The question that
faces President Wilson just now, while the world looks on is, "Is a
government or is it not a moral-brake system--a machine for stopping
people nine times out of ten?"
There is a considerable resemblance between Moses' position and the new
President's in the United States. When Moses looked around on the things
he saw the men around him doing, and took the ground that at least nine
out of ten of the things should be stopped, he was academically correct.
And so, also, President Wilson, gazing at the business of this country
to-day, at nine out of ten of the humdrum thoughtless things that trusts
and corporations have been doing, will be academically correct in
telling them to stop, in having his little, new, helpless, unproved,
adolescent government stand up before all the people and speak in loud,
beautiful, clear accents and (with its left fist full of prisons, fines,
lawyers, of forty-eight legislatures all talking at once) bring down its
right fist as a kind of gavel on the world and say to these men, before
all the nations, that nine of the things they are doing must be stopped
and that one of the things, if they happen to able be to think out some
way of keeping on doing it--nobody will hurt them.

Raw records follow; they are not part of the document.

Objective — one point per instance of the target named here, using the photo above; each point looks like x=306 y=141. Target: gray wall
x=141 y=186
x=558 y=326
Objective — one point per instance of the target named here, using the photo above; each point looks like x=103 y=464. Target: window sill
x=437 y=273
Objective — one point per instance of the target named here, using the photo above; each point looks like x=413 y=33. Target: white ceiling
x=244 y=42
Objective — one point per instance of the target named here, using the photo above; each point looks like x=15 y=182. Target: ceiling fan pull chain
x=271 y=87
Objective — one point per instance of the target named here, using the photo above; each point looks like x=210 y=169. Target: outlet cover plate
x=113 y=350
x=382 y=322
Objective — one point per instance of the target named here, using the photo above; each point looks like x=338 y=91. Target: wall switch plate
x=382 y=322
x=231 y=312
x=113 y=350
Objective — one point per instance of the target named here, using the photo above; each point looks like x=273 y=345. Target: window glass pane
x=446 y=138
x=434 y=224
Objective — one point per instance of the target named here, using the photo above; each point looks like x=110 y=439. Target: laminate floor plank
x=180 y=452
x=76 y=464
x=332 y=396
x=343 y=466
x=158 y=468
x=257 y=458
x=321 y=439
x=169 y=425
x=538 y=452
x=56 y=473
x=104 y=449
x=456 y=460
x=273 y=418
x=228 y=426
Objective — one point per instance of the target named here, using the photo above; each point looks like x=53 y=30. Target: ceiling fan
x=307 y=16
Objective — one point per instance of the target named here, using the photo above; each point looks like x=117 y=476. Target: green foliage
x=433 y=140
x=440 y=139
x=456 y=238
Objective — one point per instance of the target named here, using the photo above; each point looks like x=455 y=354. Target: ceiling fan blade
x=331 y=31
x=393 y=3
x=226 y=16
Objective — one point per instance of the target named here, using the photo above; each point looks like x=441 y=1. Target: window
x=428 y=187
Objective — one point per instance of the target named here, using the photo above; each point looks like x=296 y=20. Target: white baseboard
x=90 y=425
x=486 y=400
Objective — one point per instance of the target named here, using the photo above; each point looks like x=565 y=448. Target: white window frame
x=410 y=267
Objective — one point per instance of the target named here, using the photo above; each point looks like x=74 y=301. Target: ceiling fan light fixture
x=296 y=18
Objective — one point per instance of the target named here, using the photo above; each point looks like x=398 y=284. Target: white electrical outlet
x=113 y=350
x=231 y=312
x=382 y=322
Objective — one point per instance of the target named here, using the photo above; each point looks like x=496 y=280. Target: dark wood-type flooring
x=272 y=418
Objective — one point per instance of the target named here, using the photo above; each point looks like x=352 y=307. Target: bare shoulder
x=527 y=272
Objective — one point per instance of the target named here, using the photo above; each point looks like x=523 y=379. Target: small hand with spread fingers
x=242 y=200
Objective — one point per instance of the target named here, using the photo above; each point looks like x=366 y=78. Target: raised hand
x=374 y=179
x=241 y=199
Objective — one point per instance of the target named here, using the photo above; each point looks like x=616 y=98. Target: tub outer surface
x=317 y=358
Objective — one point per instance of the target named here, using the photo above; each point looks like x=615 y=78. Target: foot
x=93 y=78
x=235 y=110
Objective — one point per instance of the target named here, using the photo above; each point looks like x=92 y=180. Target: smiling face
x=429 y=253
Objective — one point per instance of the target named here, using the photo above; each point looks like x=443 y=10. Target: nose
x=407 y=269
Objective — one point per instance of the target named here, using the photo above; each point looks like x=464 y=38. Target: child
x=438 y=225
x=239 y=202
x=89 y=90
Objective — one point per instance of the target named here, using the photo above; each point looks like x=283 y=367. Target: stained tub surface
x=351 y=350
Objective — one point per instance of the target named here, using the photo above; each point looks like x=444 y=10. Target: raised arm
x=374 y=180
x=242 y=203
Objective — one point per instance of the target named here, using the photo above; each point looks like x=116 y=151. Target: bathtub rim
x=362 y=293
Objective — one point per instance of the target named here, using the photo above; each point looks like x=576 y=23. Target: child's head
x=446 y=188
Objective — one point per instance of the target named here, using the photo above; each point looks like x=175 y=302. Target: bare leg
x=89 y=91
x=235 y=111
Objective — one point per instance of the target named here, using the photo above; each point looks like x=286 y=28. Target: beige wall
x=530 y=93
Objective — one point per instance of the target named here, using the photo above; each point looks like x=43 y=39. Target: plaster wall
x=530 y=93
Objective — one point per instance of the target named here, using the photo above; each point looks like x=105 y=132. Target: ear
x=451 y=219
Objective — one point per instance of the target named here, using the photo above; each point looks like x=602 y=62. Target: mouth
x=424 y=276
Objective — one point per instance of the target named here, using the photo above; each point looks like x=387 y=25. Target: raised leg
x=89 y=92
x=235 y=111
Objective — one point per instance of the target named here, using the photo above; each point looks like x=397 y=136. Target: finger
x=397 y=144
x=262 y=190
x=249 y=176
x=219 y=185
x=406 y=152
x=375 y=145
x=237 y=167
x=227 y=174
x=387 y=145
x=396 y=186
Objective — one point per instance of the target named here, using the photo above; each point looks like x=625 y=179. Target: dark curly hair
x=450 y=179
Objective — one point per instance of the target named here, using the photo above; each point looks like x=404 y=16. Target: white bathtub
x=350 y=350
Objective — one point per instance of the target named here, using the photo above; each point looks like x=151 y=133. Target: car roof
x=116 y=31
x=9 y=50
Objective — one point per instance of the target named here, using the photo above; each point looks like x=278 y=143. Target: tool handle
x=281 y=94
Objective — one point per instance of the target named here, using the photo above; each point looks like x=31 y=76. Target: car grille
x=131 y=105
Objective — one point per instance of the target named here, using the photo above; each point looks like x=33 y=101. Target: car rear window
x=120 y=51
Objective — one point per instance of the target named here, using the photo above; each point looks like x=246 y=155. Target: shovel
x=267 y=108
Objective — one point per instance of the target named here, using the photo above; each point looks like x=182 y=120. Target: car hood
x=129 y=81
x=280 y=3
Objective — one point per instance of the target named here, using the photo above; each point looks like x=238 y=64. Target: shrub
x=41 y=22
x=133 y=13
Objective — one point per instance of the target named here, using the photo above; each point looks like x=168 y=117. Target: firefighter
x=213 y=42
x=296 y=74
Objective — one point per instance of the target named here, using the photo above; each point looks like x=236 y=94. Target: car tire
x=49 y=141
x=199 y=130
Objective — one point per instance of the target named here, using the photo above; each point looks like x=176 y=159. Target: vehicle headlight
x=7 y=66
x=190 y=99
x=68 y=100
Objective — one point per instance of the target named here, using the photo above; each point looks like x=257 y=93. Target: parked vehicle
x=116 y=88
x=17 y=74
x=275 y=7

But the question before President Wilson, to-day, with all our world
looking on, is not whether he would be right in entering upon a career
of stopping people. The real and serious question is, does stopping
people stop them? And if stopping people does not stop them, what will?
Perhaps the way for a government to stop people from doing things they
are doing, is to tell them the things it wants done. A government that
does not express what it wants, that has not given a masterful, clear,
inspired statement of what it wants--a government that has only tried to
say what it does not want, is not a government.
The next business of a government is a statement of what it wants.
The problem of a government is essentially a problem of statement.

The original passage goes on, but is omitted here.